Adriana apareció en el umbral, su silueta recortada contra la luz del pasillo. Su voz, ahora, tenía un tono de enfado disimulado, de superioridad violada.
“Te dije que descansara, Martín, pero insiste. Le gusta el olor a limpio. No me hables en ese tono. A ella le gusta sentirse útil.”
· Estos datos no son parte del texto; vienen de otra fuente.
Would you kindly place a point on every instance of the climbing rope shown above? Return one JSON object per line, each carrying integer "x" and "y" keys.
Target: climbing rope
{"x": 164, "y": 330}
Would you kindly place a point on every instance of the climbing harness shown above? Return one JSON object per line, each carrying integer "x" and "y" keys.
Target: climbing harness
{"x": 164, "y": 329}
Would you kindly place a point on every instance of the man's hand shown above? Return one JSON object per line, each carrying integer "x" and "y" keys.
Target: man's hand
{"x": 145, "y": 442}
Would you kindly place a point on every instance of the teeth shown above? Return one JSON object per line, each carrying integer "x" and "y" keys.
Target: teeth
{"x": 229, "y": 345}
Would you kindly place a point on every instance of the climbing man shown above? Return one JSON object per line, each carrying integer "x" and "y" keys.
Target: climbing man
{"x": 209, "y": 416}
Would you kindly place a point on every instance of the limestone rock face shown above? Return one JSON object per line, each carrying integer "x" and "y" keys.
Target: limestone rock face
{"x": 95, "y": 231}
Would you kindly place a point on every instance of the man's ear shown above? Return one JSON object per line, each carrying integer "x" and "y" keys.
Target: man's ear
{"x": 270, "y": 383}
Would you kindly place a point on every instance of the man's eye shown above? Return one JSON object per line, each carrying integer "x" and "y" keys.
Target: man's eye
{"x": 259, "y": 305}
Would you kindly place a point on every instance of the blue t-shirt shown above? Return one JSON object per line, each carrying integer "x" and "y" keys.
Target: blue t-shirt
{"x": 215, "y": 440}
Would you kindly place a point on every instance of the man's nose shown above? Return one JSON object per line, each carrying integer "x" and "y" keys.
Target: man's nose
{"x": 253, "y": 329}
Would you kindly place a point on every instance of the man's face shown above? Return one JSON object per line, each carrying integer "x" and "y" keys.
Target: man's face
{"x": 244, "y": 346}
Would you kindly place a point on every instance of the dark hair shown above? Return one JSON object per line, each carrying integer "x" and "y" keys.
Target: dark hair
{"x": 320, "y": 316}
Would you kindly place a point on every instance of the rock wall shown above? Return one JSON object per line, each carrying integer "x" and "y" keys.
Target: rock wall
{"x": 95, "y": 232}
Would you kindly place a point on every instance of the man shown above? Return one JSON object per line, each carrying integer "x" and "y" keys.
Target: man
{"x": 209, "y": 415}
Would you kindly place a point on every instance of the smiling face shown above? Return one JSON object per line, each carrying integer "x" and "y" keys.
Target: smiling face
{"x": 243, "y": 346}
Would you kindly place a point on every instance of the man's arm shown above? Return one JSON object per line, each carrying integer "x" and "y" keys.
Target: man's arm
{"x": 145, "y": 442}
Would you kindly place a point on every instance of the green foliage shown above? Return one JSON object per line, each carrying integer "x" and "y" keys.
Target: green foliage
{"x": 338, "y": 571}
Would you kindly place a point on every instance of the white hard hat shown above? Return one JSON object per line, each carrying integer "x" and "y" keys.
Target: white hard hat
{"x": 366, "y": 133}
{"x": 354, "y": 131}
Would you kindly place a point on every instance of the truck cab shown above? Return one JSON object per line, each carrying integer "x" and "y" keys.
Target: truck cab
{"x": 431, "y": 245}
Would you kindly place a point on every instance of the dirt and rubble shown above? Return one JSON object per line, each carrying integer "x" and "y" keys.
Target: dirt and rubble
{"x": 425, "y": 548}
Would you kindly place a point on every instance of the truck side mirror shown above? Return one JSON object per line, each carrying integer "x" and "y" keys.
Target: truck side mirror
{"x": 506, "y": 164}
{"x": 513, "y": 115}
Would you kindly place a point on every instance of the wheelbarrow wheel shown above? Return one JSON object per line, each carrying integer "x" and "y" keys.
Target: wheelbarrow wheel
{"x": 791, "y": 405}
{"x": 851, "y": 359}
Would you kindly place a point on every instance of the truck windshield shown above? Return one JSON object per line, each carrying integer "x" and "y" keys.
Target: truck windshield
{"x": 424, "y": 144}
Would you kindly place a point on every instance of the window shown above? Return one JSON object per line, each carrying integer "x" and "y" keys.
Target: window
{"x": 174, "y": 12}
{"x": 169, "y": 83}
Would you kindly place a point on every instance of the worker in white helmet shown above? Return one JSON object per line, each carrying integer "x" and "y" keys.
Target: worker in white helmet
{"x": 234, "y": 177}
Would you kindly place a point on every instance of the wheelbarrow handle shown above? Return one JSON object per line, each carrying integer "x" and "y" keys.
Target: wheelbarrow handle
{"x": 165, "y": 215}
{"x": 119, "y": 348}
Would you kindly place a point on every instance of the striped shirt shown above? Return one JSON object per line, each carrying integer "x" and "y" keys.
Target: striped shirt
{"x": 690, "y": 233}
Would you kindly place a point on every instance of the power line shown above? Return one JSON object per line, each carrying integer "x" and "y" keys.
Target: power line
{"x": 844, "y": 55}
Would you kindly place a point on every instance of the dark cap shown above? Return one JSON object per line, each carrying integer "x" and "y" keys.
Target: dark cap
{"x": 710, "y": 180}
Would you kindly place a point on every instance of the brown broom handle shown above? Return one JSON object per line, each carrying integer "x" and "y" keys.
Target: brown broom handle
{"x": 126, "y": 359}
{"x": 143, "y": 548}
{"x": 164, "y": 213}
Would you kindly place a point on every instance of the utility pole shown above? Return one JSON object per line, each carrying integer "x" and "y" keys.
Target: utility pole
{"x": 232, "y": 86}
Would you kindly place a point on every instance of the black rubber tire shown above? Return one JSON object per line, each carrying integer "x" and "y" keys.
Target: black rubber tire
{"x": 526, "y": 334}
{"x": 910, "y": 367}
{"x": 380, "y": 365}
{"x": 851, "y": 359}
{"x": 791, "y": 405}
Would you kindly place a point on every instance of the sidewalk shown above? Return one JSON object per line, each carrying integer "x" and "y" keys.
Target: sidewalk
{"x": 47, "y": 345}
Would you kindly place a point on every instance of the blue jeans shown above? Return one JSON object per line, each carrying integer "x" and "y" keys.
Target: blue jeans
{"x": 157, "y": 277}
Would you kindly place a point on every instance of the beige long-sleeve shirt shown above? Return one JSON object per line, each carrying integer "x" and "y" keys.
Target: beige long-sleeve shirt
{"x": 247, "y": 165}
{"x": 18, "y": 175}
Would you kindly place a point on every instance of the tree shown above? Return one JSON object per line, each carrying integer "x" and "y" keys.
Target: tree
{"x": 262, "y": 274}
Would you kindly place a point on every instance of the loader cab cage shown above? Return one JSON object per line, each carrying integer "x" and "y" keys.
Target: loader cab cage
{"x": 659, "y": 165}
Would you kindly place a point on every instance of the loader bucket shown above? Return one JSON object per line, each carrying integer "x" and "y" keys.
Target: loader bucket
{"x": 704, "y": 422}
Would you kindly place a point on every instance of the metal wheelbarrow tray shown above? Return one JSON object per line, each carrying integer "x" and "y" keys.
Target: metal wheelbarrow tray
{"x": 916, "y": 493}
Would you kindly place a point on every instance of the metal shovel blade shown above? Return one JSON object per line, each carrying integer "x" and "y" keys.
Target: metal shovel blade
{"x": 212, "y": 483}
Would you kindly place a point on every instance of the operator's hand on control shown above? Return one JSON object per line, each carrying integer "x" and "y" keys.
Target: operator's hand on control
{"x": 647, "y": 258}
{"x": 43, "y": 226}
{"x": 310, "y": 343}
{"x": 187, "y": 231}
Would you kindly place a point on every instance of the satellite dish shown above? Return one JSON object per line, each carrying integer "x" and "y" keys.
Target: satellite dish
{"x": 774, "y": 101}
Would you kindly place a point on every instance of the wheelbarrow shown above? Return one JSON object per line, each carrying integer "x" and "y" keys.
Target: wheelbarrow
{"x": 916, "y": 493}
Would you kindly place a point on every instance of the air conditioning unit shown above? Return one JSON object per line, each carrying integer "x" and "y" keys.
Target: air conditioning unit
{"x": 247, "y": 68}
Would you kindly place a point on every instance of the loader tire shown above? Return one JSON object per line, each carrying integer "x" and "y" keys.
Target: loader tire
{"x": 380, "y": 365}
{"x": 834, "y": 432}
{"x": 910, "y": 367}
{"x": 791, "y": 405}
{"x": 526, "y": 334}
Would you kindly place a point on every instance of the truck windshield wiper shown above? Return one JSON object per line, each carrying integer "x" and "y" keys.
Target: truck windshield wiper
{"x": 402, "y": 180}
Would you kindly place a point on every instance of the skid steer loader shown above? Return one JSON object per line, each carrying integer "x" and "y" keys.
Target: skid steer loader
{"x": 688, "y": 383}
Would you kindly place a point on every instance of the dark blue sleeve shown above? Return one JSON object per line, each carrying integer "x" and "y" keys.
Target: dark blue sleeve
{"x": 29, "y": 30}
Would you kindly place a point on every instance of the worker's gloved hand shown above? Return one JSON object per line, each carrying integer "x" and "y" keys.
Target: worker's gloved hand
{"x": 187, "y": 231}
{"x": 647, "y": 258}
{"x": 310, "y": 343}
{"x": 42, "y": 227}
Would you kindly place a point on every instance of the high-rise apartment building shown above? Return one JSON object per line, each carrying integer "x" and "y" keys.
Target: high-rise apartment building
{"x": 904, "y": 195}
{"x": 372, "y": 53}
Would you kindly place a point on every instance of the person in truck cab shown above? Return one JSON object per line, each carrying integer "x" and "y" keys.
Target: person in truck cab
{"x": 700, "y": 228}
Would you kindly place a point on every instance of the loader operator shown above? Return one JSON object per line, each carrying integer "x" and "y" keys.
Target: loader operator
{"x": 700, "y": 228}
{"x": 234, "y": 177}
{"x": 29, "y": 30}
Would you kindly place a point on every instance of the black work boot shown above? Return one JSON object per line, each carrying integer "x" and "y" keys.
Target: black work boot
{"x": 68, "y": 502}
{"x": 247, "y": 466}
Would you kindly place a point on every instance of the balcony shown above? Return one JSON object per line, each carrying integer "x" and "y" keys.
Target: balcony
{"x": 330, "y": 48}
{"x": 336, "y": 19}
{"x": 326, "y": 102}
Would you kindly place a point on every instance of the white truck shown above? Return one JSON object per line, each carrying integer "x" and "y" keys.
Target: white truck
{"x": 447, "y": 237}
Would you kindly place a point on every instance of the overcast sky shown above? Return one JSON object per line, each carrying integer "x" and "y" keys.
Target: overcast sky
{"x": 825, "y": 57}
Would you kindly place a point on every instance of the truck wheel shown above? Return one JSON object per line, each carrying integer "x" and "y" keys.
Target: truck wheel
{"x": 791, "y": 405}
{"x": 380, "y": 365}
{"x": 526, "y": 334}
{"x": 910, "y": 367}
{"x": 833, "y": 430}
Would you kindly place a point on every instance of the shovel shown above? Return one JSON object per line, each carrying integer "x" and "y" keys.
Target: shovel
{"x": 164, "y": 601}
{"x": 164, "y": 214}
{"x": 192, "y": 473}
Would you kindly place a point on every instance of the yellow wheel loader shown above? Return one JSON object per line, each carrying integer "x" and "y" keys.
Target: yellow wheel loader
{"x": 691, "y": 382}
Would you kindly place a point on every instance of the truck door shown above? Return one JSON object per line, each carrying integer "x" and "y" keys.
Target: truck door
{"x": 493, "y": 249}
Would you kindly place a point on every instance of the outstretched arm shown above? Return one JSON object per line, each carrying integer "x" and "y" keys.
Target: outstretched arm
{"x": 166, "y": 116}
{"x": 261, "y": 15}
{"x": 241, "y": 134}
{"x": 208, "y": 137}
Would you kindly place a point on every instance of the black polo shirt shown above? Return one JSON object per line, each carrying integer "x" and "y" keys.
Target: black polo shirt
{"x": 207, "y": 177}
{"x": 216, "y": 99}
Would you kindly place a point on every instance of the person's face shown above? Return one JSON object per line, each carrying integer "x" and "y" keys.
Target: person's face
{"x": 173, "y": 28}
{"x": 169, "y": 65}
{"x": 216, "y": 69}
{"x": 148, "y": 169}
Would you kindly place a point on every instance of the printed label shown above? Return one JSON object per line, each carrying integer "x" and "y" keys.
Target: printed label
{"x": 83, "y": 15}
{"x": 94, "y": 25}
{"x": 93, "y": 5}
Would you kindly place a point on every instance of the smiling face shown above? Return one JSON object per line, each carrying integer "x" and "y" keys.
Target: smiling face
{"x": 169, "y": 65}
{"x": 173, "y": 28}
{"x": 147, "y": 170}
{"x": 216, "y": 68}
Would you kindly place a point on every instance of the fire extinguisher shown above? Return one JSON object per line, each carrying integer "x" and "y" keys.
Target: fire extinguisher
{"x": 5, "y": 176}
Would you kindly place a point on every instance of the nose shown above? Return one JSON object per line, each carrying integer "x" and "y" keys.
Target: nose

Martín la miró por encima del hombro. Vio la impecable falda blanca, el gesto duro de sus labios. Vio la frialdad. El contraste era un abismo. Su madre, humillada en el suelo; su esposa, en el marco, juzgando.
Diálogo que golpea.
Martín: (Voz baja, pero con un filo que corta) “¿Útil, Adriana? ¿Cargar a mis hijos mientras friega detrás del inodoro de rodillas? ¿Llamas a esto utilidad?”
Adriana: (Cruce de brazos, defensiva) “No seas dramático. No ves lo que hay detrás. Me ayuda. Es vieja. No sirve para más.”
Rosalía: (Un hilo de voz, interponiéndose) “Basta, por favor. No discutáis por mí.”
Martín se levantó, lento, peligroso. Sus ojos nunca dejaron de mirar a su madre. Le tendió la mano. Ella la tomó. La piel de Rosalía era áspera, casi quemada.
Martín: (A Rosalía, ignorando a Adriana) “Vámonos de aquí, mamá. Ahora.”
La guio hasta su pequeña habitación, donde el único consuelo era una pequeña vela y una foto en blanco y negro: él, niño, riendo, frente al Puente de Triana.